Margot hurga en su bolso hasta encontrar una pluma que sí escriba. El rostro de Aurora dibuja una mueca ante el compungido gesto del empleado de rostro pálido. ‘Siempre me roban las plumas, señito. Y aquí, el jefe prefiere que escribas con el dedo antes de soltar un quinto para las cosas de la oficina’. Aurora pone la mirada perdida como si no quisiera escuchar. Toma la pluma que le ofrece Margot y escribe su nombre las dos últimas veces, en original y copia.

Marcelino salió aquella noche sin decir nada. No era nada extraño. Las relaciones entre Aurora y él se habían deteriorado a los pocos años de matrimonio. La causa parecía ser la incapacidad de la pareja de tener hijos. Como si quisiera encontrar algo en qué distraer sus ganas de paternidad, Marcelino se había aficionado a las cosas más raras del mundo: organizaba carreras de perros entre los vecinos, coleccionaba colillas de cigarros raros y se compraba cuanta alpargata veía en los aparadores. En los últimos meses se le metió en la cabeza el asunto de la casa en la playa y, aunque la economía familiar no era boyante, el hecho de no tener hijos ni estar atado a los vicios le permitió a Marcelino conseguir una casa sencilla y a bajo precio en el puerto de Chuburná, a sólo una esquina de la playa de arenas blancas.
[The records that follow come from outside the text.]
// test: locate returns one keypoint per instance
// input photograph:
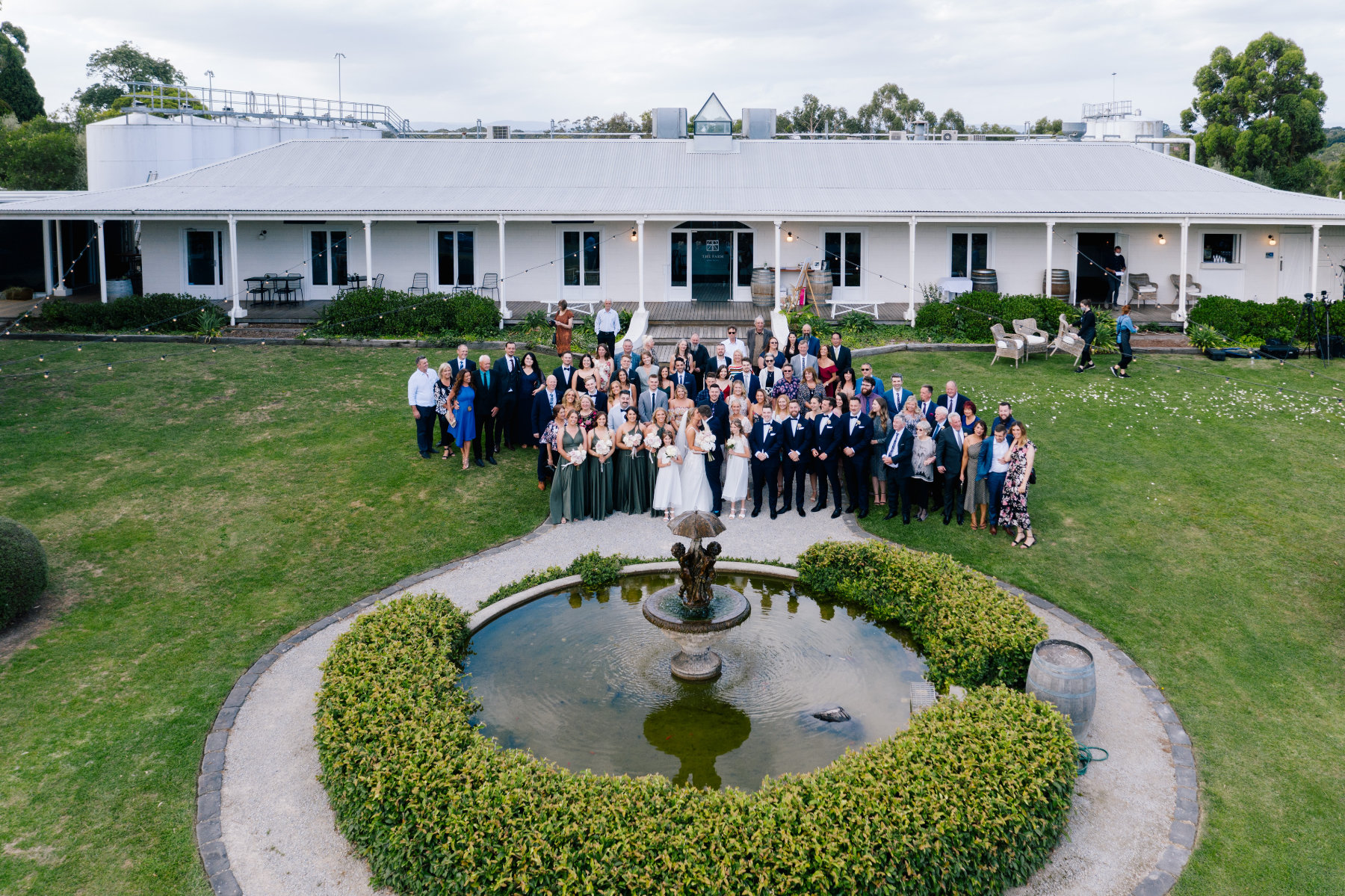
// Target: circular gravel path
(265, 829)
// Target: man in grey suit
(650, 401)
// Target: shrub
(161, 311)
(970, 800)
(23, 571)
(971, 631)
(388, 312)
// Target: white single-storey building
(689, 220)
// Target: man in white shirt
(998, 470)
(420, 396)
(605, 324)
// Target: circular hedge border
(970, 800)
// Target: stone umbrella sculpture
(697, 613)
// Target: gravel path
(282, 837)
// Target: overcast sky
(1007, 61)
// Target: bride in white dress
(696, 485)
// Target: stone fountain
(697, 613)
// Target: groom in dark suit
(764, 444)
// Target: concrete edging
(214, 856)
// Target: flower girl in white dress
(736, 472)
(667, 487)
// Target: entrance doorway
(1094, 256)
(712, 265)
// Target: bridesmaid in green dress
(566, 492)
(600, 469)
(628, 472)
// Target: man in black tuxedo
(896, 460)
(947, 460)
(716, 416)
(565, 373)
(857, 433)
(764, 444)
(826, 448)
(462, 362)
(544, 410)
(509, 378)
(797, 444)
(486, 407)
(951, 400)
(840, 353)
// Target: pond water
(584, 681)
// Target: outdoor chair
(1067, 341)
(1192, 288)
(1143, 289)
(1008, 346)
(1035, 338)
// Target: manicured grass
(1199, 525)
(205, 506)
(202, 507)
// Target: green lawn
(1199, 525)
(205, 506)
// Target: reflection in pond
(697, 728)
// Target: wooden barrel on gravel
(1063, 674)
(763, 288)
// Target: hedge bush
(128, 312)
(388, 312)
(23, 571)
(970, 631)
(1257, 319)
(970, 800)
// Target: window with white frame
(1222, 249)
(457, 255)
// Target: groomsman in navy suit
(857, 435)
(797, 443)
(826, 447)
(764, 444)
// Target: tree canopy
(16, 87)
(114, 67)
(1264, 114)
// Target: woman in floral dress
(1013, 505)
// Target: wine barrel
(1063, 674)
(985, 280)
(763, 288)
(1059, 282)
(820, 285)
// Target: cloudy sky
(1007, 61)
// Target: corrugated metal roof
(761, 179)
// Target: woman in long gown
(462, 415)
(566, 492)
(625, 497)
(696, 485)
(600, 463)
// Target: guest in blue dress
(462, 417)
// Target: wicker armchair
(1008, 346)
(1067, 341)
(1143, 289)
(1037, 339)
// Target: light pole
(338, 58)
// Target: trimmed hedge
(405, 315)
(970, 631)
(128, 312)
(23, 571)
(970, 800)
(1237, 319)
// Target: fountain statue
(697, 613)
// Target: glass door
(581, 267)
(205, 253)
(712, 265)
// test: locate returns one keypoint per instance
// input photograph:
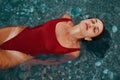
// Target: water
(94, 63)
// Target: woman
(59, 36)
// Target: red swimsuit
(38, 40)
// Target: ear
(88, 38)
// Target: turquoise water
(96, 62)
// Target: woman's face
(91, 27)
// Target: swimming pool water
(96, 62)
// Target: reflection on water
(96, 62)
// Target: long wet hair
(99, 45)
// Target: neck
(76, 32)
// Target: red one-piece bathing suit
(38, 40)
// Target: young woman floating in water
(58, 36)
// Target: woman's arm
(52, 61)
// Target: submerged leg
(12, 58)
(9, 32)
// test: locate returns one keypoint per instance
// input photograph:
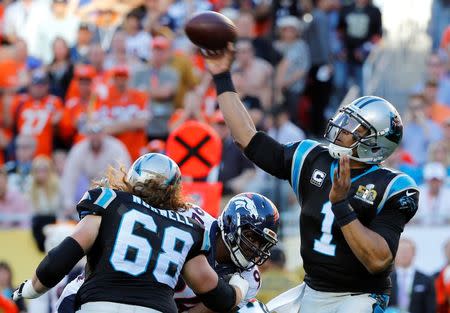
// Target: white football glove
(26, 290)
(239, 282)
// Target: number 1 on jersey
(323, 245)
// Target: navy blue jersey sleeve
(270, 155)
(95, 201)
(399, 204)
(201, 246)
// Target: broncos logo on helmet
(247, 204)
(249, 225)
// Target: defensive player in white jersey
(240, 239)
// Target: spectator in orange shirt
(37, 112)
(125, 113)
(78, 110)
(442, 284)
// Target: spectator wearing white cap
(22, 19)
(60, 23)
(434, 207)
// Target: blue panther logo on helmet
(395, 133)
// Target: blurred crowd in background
(85, 84)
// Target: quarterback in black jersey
(353, 209)
(137, 244)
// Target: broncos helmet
(152, 166)
(379, 117)
(248, 226)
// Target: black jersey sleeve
(398, 209)
(270, 155)
(95, 201)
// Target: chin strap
(337, 152)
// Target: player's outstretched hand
(341, 181)
(238, 281)
(17, 295)
(25, 290)
(219, 61)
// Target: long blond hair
(51, 186)
(153, 191)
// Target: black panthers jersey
(139, 251)
(384, 201)
(185, 298)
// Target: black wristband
(343, 213)
(223, 82)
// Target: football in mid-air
(210, 30)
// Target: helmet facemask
(347, 120)
(249, 246)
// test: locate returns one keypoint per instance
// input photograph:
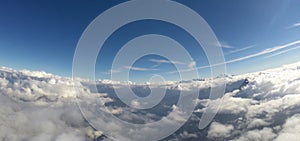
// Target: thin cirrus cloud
(240, 50)
(282, 52)
(263, 52)
(160, 61)
(294, 25)
(140, 68)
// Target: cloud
(226, 45)
(294, 25)
(240, 50)
(291, 129)
(218, 130)
(161, 61)
(250, 110)
(282, 52)
(140, 68)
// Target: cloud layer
(257, 106)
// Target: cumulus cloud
(217, 130)
(257, 106)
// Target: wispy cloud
(226, 45)
(240, 50)
(284, 51)
(294, 25)
(128, 68)
(139, 68)
(161, 61)
(263, 52)
(266, 51)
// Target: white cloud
(28, 101)
(291, 129)
(241, 49)
(284, 51)
(218, 130)
(160, 61)
(294, 25)
(266, 134)
(139, 68)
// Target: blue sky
(42, 35)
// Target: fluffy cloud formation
(257, 106)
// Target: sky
(255, 35)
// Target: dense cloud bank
(259, 106)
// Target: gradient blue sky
(42, 35)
Ya sabes que a mí no me gusta el puerto, le reclamaba Aurora cada vez que lo veía salir hacia Chuburná en la desvencijada camioneta que Marcelino se había empeñado en comprar, además del automóvil que tenían. Marcelino hacía más de una hora de camino, a pesar de que el puerto distaba solamente unos 30 kilómetros, porque siempre llevaba un cargamento de bloques y cemento y porque la camioneta estaba tan vieja que no levantaba más de los 60 kilómetros por hora.
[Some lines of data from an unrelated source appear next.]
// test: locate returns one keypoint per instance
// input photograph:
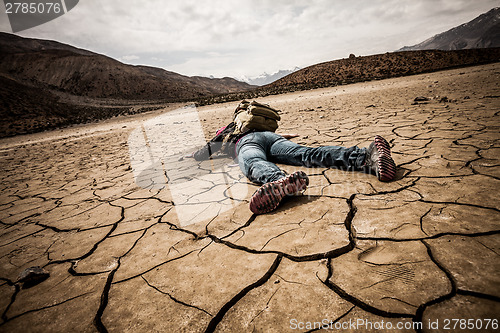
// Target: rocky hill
(45, 84)
(483, 31)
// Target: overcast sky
(244, 37)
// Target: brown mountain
(481, 32)
(45, 84)
(53, 65)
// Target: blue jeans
(258, 151)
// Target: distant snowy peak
(265, 78)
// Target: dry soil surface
(135, 238)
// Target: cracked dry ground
(421, 248)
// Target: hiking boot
(268, 197)
(379, 160)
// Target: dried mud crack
(127, 253)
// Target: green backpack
(250, 116)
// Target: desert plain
(137, 238)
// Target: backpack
(254, 116)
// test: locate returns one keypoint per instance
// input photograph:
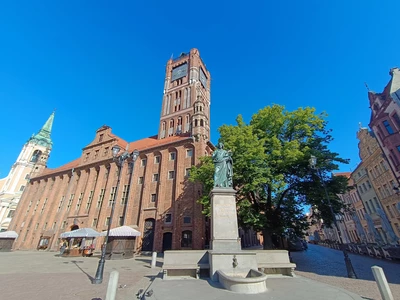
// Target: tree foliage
(272, 175)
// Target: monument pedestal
(225, 241)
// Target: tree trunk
(267, 240)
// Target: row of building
(373, 214)
(154, 195)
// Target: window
(172, 155)
(155, 177)
(388, 127)
(112, 196)
(396, 118)
(101, 197)
(106, 149)
(168, 218)
(125, 192)
(143, 162)
(186, 239)
(153, 198)
(384, 166)
(61, 202)
(376, 203)
(70, 202)
(89, 203)
(44, 205)
(78, 204)
(390, 211)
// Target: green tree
(271, 170)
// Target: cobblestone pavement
(43, 275)
(327, 265)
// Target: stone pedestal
(224, 225)
(225, 241)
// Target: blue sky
(99, 63)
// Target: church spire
(43, 136)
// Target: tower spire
(43, 136)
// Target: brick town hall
(155, 198)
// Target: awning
(82, 232)
(8, 235)
(122, 231)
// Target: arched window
(36, 155)
(186, 241)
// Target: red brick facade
(153, 194)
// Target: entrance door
(167, 241)
(148, 235)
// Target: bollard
(154, 259)
(112, 285)
(382, 283)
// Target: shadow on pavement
(75, 262)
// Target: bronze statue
(223, 167)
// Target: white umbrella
(122, 231)
(82, 232)
(8, 235)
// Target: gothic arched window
(36, 155)
(186, 239)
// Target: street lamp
(119, 161)
(349, 266)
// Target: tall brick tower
(186, 101)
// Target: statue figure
(223, 167)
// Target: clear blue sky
(102, 62)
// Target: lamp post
(349, 266)
(119, 161)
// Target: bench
(275, 262)
(185, 263)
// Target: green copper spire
(43, 136)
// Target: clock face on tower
(179, 72)
(203, 78)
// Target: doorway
(148, 235)
(167, 241)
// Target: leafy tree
(271, 170)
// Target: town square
(199, 151)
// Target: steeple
(43, 136)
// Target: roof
(345, 174)
(71, 165)
(82, 232)
(141, 145)
(8, 235)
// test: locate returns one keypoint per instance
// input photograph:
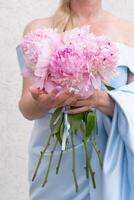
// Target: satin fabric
(114, 136)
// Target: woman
(115, 119)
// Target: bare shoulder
(37, 23)
(127, 29)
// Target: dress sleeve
(21, 59)
(126, 57)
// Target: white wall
(14, 129)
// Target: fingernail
(71, 90)
(58, 88)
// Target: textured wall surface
(14, 129)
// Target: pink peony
(74, 59)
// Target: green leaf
(55, 127)
(62, 130)
(90, 123)
(75, 122)
(109, 87)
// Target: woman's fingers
(62, 97)
(34, 92)
(79, 110)
(72, 100)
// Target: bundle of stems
(85, 123)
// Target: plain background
(14, 129)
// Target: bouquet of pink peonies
(75, 59)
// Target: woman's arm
(100, 100)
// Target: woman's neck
(86, 11)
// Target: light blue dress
(115, 138)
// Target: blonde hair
(63, 17)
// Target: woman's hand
(53, 99)
(99, 100)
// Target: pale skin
(35, 103)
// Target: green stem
(41, 157)
(86, 170)
(59, 162)
(73, 163)
(92, 173)
(49, 165)
(96, 150)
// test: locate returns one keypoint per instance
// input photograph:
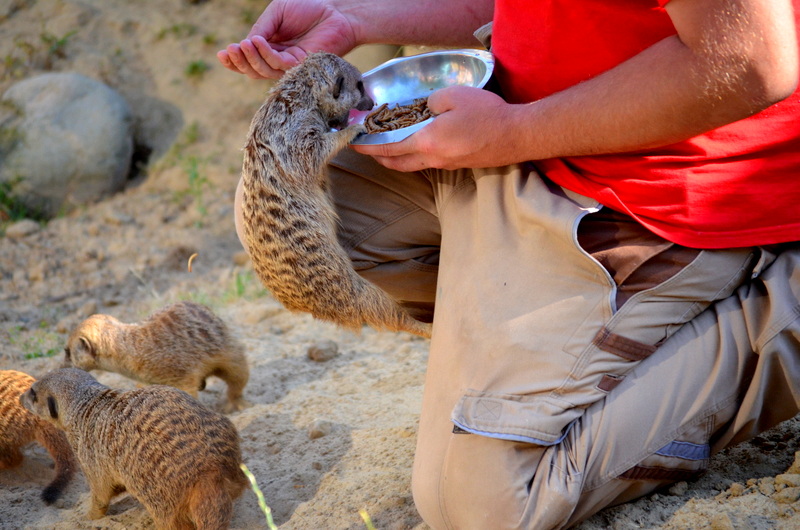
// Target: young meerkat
(288, 218)
(180, 345)
(174, 455)
(18, 427)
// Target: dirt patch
(326, 436)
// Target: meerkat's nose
(366, 103)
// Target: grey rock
(323, 351)
(22, 228)
(65, 140)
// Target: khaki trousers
(543, 401)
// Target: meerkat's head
(83, 344)
(338, 87)
(45, 397)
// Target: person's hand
(472, 128)
(284, 34)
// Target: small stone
(722, 521)
(788, 479)
(679, 489)
(256, 314)
(787, 495)
(64, 325)
(88, 309)
(241, 258)
(323, 351)
(319, 428)
(795, 467)
(118, 219)
(736, 489)
(767, 488)
(22, 228)
(38, 272)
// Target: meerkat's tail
(235, 373)
(382, 312)
(56, 443)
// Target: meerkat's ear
(337, 87)
(86, 345)
(52, 407)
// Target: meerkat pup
(180, 345)
(288, 217)
(18, 427)
(174, 455)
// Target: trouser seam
(792, 315)
(376, 226)
(674, 435)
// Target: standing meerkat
(18, 427)
(174, 455)
(288, 217)
(180, 345)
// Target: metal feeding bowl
(400, 81)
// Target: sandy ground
(323, 438)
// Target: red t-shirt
(738, 185)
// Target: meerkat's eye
(52, 408)
(337, 89)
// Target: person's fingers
(225, 60)
(258, 59)
(240, 62)
(276, 58)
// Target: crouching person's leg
(728, 375)
(731, 373)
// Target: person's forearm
(668, 93)
(417, 22)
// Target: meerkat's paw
(359, 129)
(235, 406)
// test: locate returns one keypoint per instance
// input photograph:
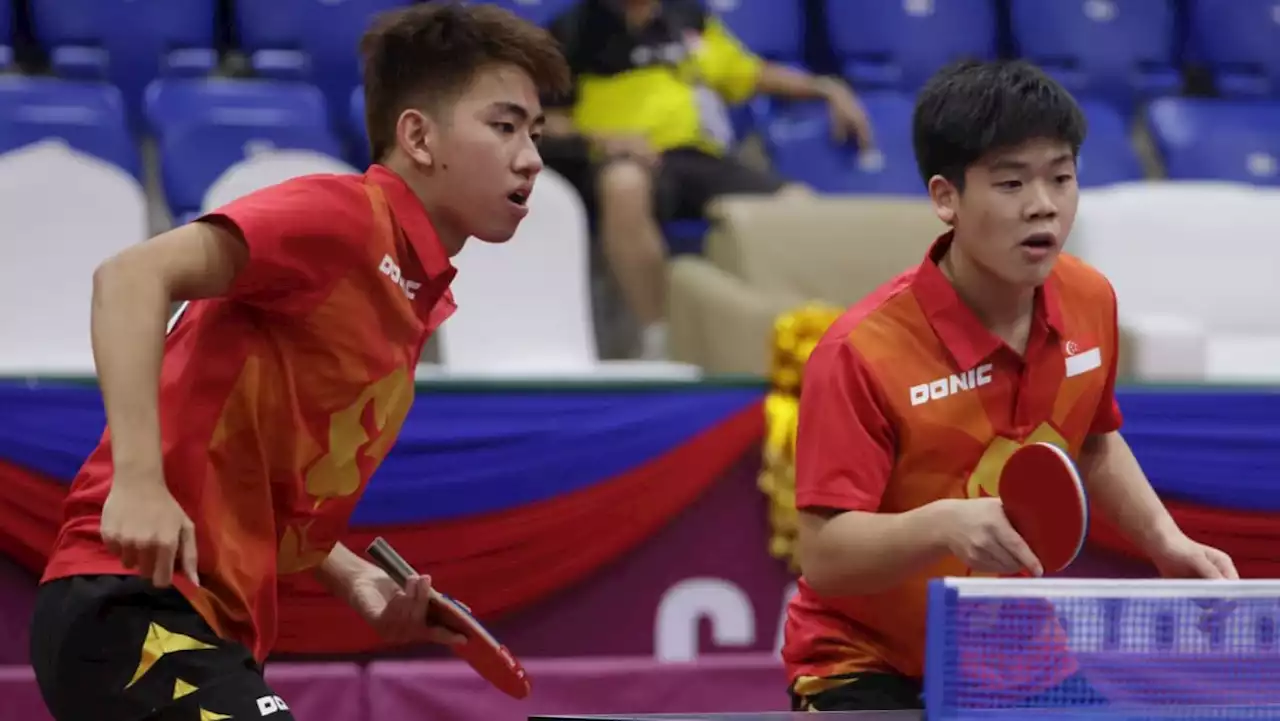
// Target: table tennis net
(1105, 648)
En esta ocasión, la locura de Marcelino sobrepasaba todas las obsesiones anteriores. No solamente había comprado la casa de la playa en contra de la voluntad de Aurora, sino que había decidido remodelarla él solito. Solamente requirió de un maestro de obras que le hiciera los planos y visitara la obra una vez a la semana: era el mismo Marcelino quien llevaba el material, él quien trabajaba pegando los bloques y los ladrillos, él quien regresaba del puerto a la casa de la ciudad con una sonrisa cubriendo su cansancio, haciéndolo detestable para Aurora.
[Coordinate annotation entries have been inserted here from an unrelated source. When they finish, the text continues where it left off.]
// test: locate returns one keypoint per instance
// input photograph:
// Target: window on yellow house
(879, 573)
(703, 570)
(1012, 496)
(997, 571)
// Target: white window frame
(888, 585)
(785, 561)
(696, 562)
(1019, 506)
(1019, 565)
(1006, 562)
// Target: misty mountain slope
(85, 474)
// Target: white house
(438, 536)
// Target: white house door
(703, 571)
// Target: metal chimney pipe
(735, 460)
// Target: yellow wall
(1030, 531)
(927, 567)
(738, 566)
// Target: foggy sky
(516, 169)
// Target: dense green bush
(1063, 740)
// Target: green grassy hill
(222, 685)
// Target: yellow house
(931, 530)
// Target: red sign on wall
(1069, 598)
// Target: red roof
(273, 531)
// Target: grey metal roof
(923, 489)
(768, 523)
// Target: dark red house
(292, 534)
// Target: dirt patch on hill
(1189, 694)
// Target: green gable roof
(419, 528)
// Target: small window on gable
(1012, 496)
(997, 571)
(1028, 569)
La casa de la playa fue motivo de muchos pleitos conyugales. Aurora le reclamaba a Marcelino que estuviera malgastando en esa casa lo que podrían mejor estar ahorrando para la vejez de los dos. Marcelino replicaba que la casa iba a ser para ella, que el terreno sería puesto a su nombre cuando se hicieran las escrituras, pero Aurora no cesaba en sus ataques: ¡para qué carajos quiero yo una casa en el puerto, si sabes que no me gusta el mar!

Un día Marcelino acalló sus protestas. Eran las cuatro de la tarde cuando, a la vuelta de su trabajo, Marcelino encontró a Aurora leyendo un cuadernillo de Fuller. Silenciosamente se acercó a ella por la espalda y deslizó sobre la mesa un sobre. Aurora lo miró extrañada mientras él le decía meloso: es una sorpresa para la mujer más linda del mundo. Aurora hizo una mueca de orgulloso fastidio y abrió el sobre. Dentro venía una póliza de seguro. Marcelino había comprado un seguro de vida por 20 millones de pesos. Lo iré pagando poco a poco, le dijo con voz segura Marcelino, así ya no te quejarás de que dedique tiempo y dinero a la casa de la playa. Cuando Aurora levantó el rostro y se quitó los lentes, Marcelino alcanzó a notar una sonrisa de satisfacción. Ella le dio un beso en la mejilla.

Margot pasaba largas temporadas en casa de su cuñada Aurora y de su hermano Marcelino. Cuando alguien mencionaba su estado civil, Margot siempre acotaba: ‘soltera, así es, no solterona, porque las solteronas son las que quisieron casarse y no pudieron. A mí, en cambio, me sobraron novios dispuestos a casarse conmigo. Soy soltera y no solterona porque yo decidí no casarme. Y cuando veo a mis amigas cuidando borrachos siento que tomé la decisión correcta. No me arrepiento: con el cariño de mi hermano y de mi cuñada me basta’. Tal era la presentación de Margot que dejaba sin habla a quien se le hubiera acercado con buenas intenciones.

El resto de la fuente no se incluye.